Потому, тяжело вздохнув, я приподнялась на окоченевших руках, оперлась здоровым коленом  об пол и кряхтя встала.
- Кряхчу как старая бабка. – сквозь сжатые зубы пробурчала я себе под нос, с трудом распрямляя ногу с разбитым коленом.
Пара секунд … - щелчок  выключателя, и маленькая комната озарилась ярким, теплым светом, что подарила  ей, старинная люстра, висящая  под высоченным потолком.  Тысячи маленьких солнечных (или точнее сказать: электрических?) зайчиков, переливаясь, заиграли на ее хрустальных гранях, озаряя веселым светом все вокруг.

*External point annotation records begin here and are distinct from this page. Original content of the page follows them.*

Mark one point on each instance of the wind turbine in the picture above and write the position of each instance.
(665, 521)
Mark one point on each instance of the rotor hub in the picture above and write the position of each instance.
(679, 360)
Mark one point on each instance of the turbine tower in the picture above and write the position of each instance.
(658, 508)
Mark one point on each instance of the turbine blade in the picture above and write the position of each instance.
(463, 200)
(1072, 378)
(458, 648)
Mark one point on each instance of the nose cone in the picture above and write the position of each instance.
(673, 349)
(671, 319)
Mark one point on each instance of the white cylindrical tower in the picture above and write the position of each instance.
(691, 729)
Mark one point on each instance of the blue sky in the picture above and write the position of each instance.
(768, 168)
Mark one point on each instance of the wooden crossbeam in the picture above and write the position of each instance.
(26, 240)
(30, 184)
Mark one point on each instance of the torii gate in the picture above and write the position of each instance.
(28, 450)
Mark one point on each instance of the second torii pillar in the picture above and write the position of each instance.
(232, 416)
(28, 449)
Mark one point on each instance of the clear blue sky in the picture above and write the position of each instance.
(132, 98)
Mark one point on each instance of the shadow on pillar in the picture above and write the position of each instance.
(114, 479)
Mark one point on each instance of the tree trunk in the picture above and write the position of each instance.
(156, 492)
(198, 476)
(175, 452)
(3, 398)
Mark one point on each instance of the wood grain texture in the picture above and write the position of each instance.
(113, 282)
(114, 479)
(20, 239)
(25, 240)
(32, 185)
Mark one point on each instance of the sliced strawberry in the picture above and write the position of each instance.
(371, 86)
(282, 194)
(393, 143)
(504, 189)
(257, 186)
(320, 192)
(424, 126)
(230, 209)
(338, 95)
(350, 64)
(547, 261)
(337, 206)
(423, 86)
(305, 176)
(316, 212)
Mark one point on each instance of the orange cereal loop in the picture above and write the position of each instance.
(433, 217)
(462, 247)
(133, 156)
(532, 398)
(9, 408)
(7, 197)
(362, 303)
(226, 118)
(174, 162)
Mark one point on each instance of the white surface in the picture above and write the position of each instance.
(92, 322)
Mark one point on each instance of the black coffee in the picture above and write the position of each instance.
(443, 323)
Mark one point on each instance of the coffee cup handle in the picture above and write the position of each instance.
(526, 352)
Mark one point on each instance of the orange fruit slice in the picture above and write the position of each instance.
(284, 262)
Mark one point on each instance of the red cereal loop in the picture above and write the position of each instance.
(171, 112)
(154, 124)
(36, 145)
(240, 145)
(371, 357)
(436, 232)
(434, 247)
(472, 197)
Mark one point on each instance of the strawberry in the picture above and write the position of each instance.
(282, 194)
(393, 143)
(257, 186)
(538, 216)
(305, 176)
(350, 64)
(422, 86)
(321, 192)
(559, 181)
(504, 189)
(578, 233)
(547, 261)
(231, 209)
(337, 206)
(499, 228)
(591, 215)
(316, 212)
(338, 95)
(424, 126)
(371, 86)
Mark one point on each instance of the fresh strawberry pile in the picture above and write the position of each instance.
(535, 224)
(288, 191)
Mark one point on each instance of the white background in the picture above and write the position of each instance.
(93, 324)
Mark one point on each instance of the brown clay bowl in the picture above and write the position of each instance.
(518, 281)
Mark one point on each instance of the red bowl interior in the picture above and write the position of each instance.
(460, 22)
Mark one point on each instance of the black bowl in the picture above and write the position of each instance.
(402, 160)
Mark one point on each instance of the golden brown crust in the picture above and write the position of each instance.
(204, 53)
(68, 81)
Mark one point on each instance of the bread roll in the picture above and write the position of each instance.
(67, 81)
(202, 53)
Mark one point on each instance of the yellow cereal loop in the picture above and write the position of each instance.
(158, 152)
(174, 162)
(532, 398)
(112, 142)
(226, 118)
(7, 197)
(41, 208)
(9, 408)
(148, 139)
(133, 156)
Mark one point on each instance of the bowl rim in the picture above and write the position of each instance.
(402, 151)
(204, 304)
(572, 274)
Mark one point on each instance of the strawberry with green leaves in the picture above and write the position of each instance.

Наличие яркого света, залившего комнату, сразу прибавил мне оптимизма. Вот ведь, - мелочь, казалось бы, а – приятно.
Я, неловко, скрюченными от холода  пальцами расстегнула, чудом оставшиеся пришитыми, несколько пуговиц на пальто.  И, прижав одной рукой к себе котенка, довольно быстро скинула  пальто  на пол, ловко перехватывая живность из одной руки в другую  и одновременно  вырывая  себя  из мокрых, липнущих к телу  рукавов одежды: «Прям – фокусник, ёпт.» - удовлетворенно ухмыльнулась я, ловко стягивая с себя грязные, мокрые брюки и оставаясь в одной черной тунике, изящно облегающей мою фигуру.
 
А затем,  посадив на лежащее черной, бесформенной кучей у моих ног пальто, котенка (после общения со мной, он точно не блистал чистотой и сухостью шкурки, а бабушка грязи не любила, так что, что б не разводить дополнительную…– и так уборка предстоит;  я решила, что живность пока посидит на моем пальто, что б грязь складировалась в одном месте, а не растекалась по всей маленькой комнате) – я внимательно  посмотрела на себя в большое, потрескавшееся от времени  зеркало, висящее на дверце старинного шифоньера.
Нет, иллюзий на счет своей красоты неземной, после сегодняшнего вечера, я не питала. Просто было интересно: поседела я или нет? Любопытство, знаете ли…. В принципе, седина в волосах  меня бы совсем  не удивила, но, пожалуй, все ж огорчила бы. Впрочем, я, морально готовясь ее увидеть, уже решила, что, если вдруг, действительно поседела, то  закрашу ее зеленой краской, нну-у или цветом баклажана, на крайний случай ( должна же быть и от седых волос какая-то польза).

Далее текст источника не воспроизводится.